This article describes how to use python to download cartoons by Crawlers. parse the cartoon resources of Youxia. the code for downloading all its cartoon chapters is as follows:
#! /Usr/bin/python3.2
Import OS, socket
Import urllib
Import urllib. request, threading, time
Import re, sys
Global manhuaweb, weburl, floder, chapterbegin, currentthreadnum, threadcount, mutex, mutex2
Weburl =''
Floder =''
Chapterbegin = 0
Currentthreadnum = 0
Threadcount = 6
If len (sys. argv)> = 3:
Weburl = sys. argv [1]
Floder = sys. argv [2]
Else:
Print ("usag: downloadmanhua weburl floder chapterbegin = 0 threadnnum = 6 ")
Sys. exit (0)
If len (sys. argv)> = 4:
Chapterbegin = int (sys. argv [3])
If len (sys. argv)> = 5:
Threadcount = (int) (sys. argv [4])
Def jin (I, jinzhi ):
Finalans = ""
Answer = I % jinzhi
I = int (I/jinzhi)
If answer> 9:
Finalans = finalans + chr (ord ('A') + (answer-10 ))
Else:
Finalans = finalans + str (answer)
If I! = 0:
Finalans = jin (I, jinzhi) + finalans
Return finalans
Def urlparse (p, a, c, k ):
D = {}
E = lambda c: jin (c, 36)
If 1:
While c:
C = C-1
If not k [c]:
D [jin (c, 36)] = jin (c, 36)
Else:
D [jin (c, 36)] = k [c]
K = [lambda e: d [e]
E = lambda c: '\ w +'
C = 1
Newstr = ""
While c:
C = C-1
If k [c]:
For I in range (0, len (p )):
Tempi = p [I]
Tempi = ord (tempi)
If tempi> = ord ('A') and tempi <= ord ('F '):
Newstr + = d [chr (tempi)]
Elif tempi> = ord ('0') and tempi <= ord ('9 '):
Newstr + = d [chr (tempi)]
Else:
Newstr + = chr (tempi)
Return newstr
Def meispower (s ):
P = re. compile (r "(? =\}\ (). * ", Re. IGNORECASE)
S = p. findall (s)
S = s [0]
S = s [0 :( len (s)-19)]
Par = s. split (',')
Par [3] = par [3] [1: len (par [3])]
Answer = par [3]. split ('| ')
Chapterpath = urlparse (par [0], int (par [1]), int (par [2]), answer)

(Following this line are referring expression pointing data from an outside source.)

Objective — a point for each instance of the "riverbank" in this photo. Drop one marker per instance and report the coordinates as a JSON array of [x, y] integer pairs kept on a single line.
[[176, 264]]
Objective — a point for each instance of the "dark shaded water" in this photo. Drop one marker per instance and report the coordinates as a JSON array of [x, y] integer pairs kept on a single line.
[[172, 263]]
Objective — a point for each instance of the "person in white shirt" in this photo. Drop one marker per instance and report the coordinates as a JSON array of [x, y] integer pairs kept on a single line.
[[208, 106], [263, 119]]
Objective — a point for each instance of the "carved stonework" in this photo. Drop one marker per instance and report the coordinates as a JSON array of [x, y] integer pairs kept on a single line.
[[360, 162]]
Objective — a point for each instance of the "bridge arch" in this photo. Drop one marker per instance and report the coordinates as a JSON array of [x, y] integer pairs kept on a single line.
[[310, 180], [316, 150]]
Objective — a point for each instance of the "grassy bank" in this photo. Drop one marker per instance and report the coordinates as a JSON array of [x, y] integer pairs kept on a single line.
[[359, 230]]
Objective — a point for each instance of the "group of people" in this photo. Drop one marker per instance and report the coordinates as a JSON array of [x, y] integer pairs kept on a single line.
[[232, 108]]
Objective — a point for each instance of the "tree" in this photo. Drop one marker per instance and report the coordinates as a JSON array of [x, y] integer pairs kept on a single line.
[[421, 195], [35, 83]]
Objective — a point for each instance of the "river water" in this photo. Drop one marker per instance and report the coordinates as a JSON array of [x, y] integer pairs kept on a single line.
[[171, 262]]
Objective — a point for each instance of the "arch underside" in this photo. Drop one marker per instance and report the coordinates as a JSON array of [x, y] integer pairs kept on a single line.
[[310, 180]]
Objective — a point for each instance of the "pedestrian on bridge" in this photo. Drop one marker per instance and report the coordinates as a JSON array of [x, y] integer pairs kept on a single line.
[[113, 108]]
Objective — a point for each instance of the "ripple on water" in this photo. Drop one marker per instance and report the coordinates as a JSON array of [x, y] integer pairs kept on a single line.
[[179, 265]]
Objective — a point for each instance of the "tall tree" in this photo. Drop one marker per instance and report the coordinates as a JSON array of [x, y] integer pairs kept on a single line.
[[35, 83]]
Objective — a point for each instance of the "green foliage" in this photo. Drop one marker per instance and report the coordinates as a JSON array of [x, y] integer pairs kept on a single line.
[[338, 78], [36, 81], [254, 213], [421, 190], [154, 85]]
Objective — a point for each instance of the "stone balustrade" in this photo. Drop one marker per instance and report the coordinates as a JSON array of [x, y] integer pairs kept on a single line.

Allurl = re. findall ('imgpath = [^;] * ', chapterpath) [0]
Allurl = allurl [10 :( len (allurl)-2)]
Return allurl
Def pictofile (weburl, filename, loop = 100 ):
If loop <0:
Print ('Can \'t download the picture % s' % weburl)
Return
Loop = loop-1
If OS. path. exists (filename ):
Return
Try:
Url = urllib. request. urlopen (weburl)
Data = url. read ()
If len (data) <2048:
Url. close ()
Pictofile (weburl, filename, loop)
Else:
Print ('Download from % s name is % s \ n' % (weburl, filename ))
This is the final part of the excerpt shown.